Approximately 10:30 a.m on August 5th, Sikh worshippers were preparing to meet in their regular Sunday service. It appeared to be a normal Sunday until an individual got out of a vehicle, walked into the church and killed six members before being confronted by a police officer and firing several shots into him. Another police officer then shot and killed the gunman. Thus, this shooting adds to the stream of violent events across our nation that ends in the senseless death of innocent people.
A shooting that fits no previous stereotype
Individuals who simply sought to worship quietly now feel insecure just because of their beliefs, culture and religious practices. Sikhs are neither Muslim or Hindu; so, present stereotypes do not fit their culture and practices nor indicate why they would have been targeted.
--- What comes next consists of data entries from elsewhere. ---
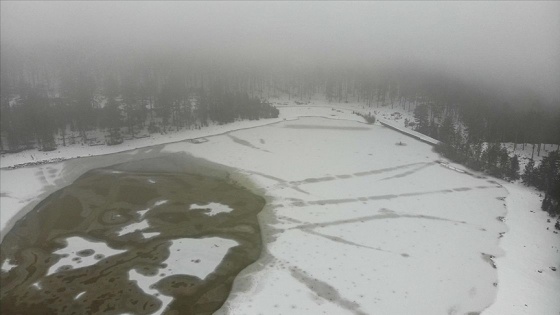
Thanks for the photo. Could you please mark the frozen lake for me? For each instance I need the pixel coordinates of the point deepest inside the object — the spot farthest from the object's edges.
(359, 220)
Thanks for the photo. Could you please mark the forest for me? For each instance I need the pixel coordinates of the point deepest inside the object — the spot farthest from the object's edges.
(59, 99)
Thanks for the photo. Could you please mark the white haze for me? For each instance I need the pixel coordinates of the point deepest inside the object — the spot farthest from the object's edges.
(508, 44)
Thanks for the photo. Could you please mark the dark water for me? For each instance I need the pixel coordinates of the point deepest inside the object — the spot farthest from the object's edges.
(97, 207)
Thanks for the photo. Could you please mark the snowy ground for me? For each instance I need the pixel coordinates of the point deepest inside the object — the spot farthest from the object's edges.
(356, 223)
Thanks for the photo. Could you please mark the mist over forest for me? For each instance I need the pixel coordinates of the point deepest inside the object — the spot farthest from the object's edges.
(309, 157)
(82, 66)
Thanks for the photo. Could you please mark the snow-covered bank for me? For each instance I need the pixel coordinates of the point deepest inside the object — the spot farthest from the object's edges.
(528, 282)
(358, 224)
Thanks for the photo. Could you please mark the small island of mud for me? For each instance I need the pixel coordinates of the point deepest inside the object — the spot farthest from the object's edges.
(125, 240)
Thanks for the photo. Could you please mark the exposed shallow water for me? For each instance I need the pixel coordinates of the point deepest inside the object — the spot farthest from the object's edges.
(121, 241)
Obviously, many details will emerge in the days to come about the shooter and his motives, but for now, the 500,000 Sikh population in this country are on high alert for more possible attacks. The FBI is treating the shooting as a domestic terrorist event.
What do we tell our children?
I think of how our children may react to such an event. They do not understand this kind of violence and try to determine explanations. Why would someone do this, an inquisitive child would ask? The only good opportunity here is to use this tragedy to educate our children about a myriad of issues, but particularly to help them understand that violence is not an answer to our questions, struggles or differences. Helping them understand the impact of such events to families and to innocent people who are affected is worthy of processing time.
We grieve for the families who have lost loved ones. We also want to be sensitive to the Sikh culture that now has been targeted and feels very vulnerable. Maybe our children could send cards or some means of support to help the families of the victims.
I do wish those that have lost loved ones my thoughts and prayers. We need to rally around these families and help them understand that we are supportive of their right to safety and to worship in freedom in their own environment. It is the hallmark of our nation to protect all its citizens.
I am hopeful that we can use this opportunity to teach others tolerance, friendship and non-violence among all cultures. It is a good time to model core beliefs that will bring our peace and safety within our communities and our society.